L’assenza di sapere insurrezionale, di una leadership capace di scorgere i rischi e valutare la rilevanza del fattore tempo nello scontro frontale, oltre che di una fazione di sistema sulla quale premere per indurre i manifestanti a rientrare nei ranghi, potrebbe spingere i Pasdaran, qualora polizia e Basiji non riuscissero a stroncare l’insubordinazione, a intervenire. I più anziani e alti in grado tra loro conoscono i rischi del logoramento di massa: hanno già visto trionfare una “rivoluzione con le mani nude”, anche se, ai tempi dello shah, erano dall’altra parte della barricata.
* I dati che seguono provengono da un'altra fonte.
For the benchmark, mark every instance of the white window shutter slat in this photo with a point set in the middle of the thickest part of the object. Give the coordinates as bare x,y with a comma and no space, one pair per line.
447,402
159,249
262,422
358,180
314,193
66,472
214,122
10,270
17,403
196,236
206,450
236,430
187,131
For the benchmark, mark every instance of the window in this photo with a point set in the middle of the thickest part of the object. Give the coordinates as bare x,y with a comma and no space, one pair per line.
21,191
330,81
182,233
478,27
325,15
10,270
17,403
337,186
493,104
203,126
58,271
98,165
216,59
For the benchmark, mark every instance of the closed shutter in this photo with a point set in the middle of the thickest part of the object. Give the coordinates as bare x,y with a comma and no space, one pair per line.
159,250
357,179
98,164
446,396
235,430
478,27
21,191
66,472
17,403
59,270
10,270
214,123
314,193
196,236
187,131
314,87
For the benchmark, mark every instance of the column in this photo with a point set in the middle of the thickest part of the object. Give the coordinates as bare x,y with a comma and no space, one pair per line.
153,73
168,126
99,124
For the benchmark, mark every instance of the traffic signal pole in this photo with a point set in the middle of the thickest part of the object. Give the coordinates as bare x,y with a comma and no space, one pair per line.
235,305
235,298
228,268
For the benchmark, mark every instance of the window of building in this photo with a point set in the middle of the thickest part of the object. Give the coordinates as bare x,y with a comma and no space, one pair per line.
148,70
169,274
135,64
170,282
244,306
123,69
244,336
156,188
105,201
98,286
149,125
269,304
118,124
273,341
Un intervento diretto, però, sarebbe l’extrema ratio. I contraccolpi potrebbero, tra l’altro, vanificare una suggestione mai del tutto abbandonata, riemersa con la crisi del velo e dei turbanti: dare forma loro stessi, sia pure seguendo una diversa linea, al progetto extra-clericale di Ahmadinejad, fondato sulla sostituzione del ceto politico della fazione dominante. Facendo transitare il “sistema”, dopo la scomparsa di Khamenei, ultimo esponente di primo piano degli antichi compagni di Khomeini, sotto le insegne di un khomeinismo senza clero destinato a fare della Repubblica islamica una sorta di regime militare. Ispirato da un khomeinismo con le stellette, diverso da quello normativista e religioso dei conservatori che si richiamano al “governo del dotto islamico” o da quello sociale, agitato dalla destra radicale, inneggiante ai “diseredati”. Espressione di un realismo politico in divisa, capace di elevare l’Iran a potenza riconosciuta e portare a compimento il passaggio, anche formale, a un ordine che da tempo ha sostituito il Dio del Politico al Dio della Devozione.